Chimp_Brain_in_a_jarEarlier, I saw a quote from Kurt Vonnegut about how it’s impossible to be a serious writer if you don’t suffer depression. I’m sure if he were to expound, he might have said something like it’s the variations of emotional themes which make great writers what they are.

They’ve loved, they’ve lost, they’ve lived to tell another tale.

Throughout history, writers have been the teller of the tales. They’ve kept the legends alive, passed the records of humanity from one generation to another. It wasn’t until humans began to write that we really had a record of not only the social structure but the emotional worlds in ages long past.

Writers record the human condition. We try to grasp what happens around us, record how it affects us, and inspire the next step. Today, different mediums allow for writing/recording/inspiring to happen visually, in audio, and of course on the page/stage/screen.

But all of it starts in the brain, when someone sees something and has a thing or two to say about it. Poof! A synapse fires, a thought is born, a project springs forth.

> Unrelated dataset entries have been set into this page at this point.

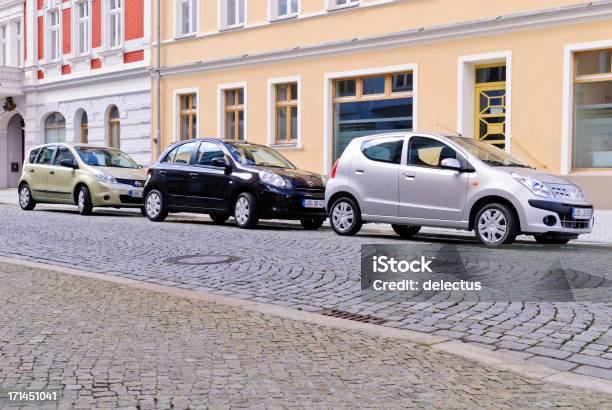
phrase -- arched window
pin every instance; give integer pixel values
(55, 128)
(84, 128)
(114, 127)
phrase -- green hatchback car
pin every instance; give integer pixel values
(81, 175)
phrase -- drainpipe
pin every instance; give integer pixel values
(158, 130)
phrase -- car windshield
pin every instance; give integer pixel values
(104, 157)
(488, 153)
(248, 154)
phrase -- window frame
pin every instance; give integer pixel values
(223, 15)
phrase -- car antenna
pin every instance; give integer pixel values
(449, 129)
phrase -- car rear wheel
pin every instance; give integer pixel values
(219, 219)
(406, 231)
(550, 240)
(155, 206)
(496, 225)
(245, 211)
(312, 223)
(26, 202)
(84, 201)
(345, 217)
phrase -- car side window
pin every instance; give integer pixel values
(384, 149)
(62, 154)
(46, 153)
(207, 152)
(428, 152)
(184, 152)
(33, 155)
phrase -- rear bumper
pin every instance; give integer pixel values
(564, 223)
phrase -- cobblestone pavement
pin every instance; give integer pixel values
(111, 345)
(306, 270)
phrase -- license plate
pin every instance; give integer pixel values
(313, 203)
(582, 213)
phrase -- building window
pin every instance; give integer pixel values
(114, 127)
(55, 128)
(286, 113)
(187, 17)
(55, 35)
(234, 114)
(592, 140)
(188, 116)
(338, 4)
(82, 15)
(232, 13)
(371, 105)
(84, 128)
(115, 23)
(282, 9)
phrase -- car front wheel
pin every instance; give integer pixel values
(155, 206)
(496, 225)
(245, 211)
(345, 217)
(26, 202)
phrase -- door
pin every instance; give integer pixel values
(39, 173)
(208, 184)
(175, 174)
(375, 173)
(426, 190)
(60, 183)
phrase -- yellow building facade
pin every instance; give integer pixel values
(306, 76)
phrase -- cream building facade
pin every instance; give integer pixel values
(306, 76)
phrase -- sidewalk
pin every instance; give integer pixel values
(602, 232)
(110, 345)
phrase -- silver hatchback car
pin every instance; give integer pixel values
(414, 180)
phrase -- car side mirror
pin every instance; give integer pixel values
(451, 163)
(221, 162)
(69, 163)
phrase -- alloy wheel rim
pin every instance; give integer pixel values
(24, 197)
(242, 210)
(492, 226)
(343, 216)
(153, 205)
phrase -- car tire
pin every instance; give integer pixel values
(219, 219)
(312, 223)
(246, 213)
(84, 201)
(547, 240)
(345, 217)
(496, 225)
(26, 202)
(406, 231)
(155, 206)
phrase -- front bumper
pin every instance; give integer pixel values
(541, 211)
(116, 195)
(277, 204)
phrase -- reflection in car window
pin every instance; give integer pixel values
(184, 152)
(106, 157)
(45, 155)
(384, 150)
(62, 153)
(207, 152)
(428, 152)
(248, 154)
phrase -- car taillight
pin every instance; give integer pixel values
(333, 174)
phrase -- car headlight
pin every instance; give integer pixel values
(273, 179)
(536, 186)
(102, 177)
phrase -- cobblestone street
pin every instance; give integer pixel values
(287, 266)
(111, 345)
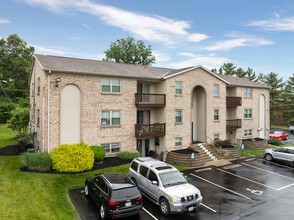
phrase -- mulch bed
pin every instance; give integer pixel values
(105, 163)
(186, 151)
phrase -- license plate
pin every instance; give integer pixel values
(128, 204)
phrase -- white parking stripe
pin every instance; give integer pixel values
(209, 208)
(286, 186)
(277, 164)
(220, 186)
(267, 171)
(149, 213)
(245, 178)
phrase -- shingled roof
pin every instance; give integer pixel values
(86, 66)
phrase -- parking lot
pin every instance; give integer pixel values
(245, 189)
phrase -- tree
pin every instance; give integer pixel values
(15, 64)
(130, 52)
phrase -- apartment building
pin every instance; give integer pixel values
(125, 107)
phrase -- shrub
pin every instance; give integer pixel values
(72, 158)
(23, 139)
(274, 141)
(37, 161)
(99, 152)
(128, 155)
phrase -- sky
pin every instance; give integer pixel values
(252, 33)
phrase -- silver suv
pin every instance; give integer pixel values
(164, 185)
(283, 153)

That inspiration and the ability to create something of where there was nothing, it blows my fucking mind.

The human brain is a marvellous and terrifying place, indeed.

The Psyche and the Fulcrum

Surviving nearly a year of dark, fearful deep depression baffles me. Survival didn’t seem an option then. I’m grateful my forays to bleakness are seldom now, rare even, and I’ve the faculties to buckle up and hang on until it’s over, which is never more than a day or two.

I have no illusions. Once I’m gone “Full Nomad,” there’ll be days where I find myself fatigued and homesick, wishing I had a bed all mine. But it’s days like today after I’ve told myself “It’ll be better tomorrow,” and I wake up, and it really is better, that convince me I’ve got this. I’ll have brief downs and see myself through them.

Done and Done

That’s another funny thing about the brain. The more we realize and act upon our strength, the more our brains can sell us on our toughness when needing a pep-talk down the road.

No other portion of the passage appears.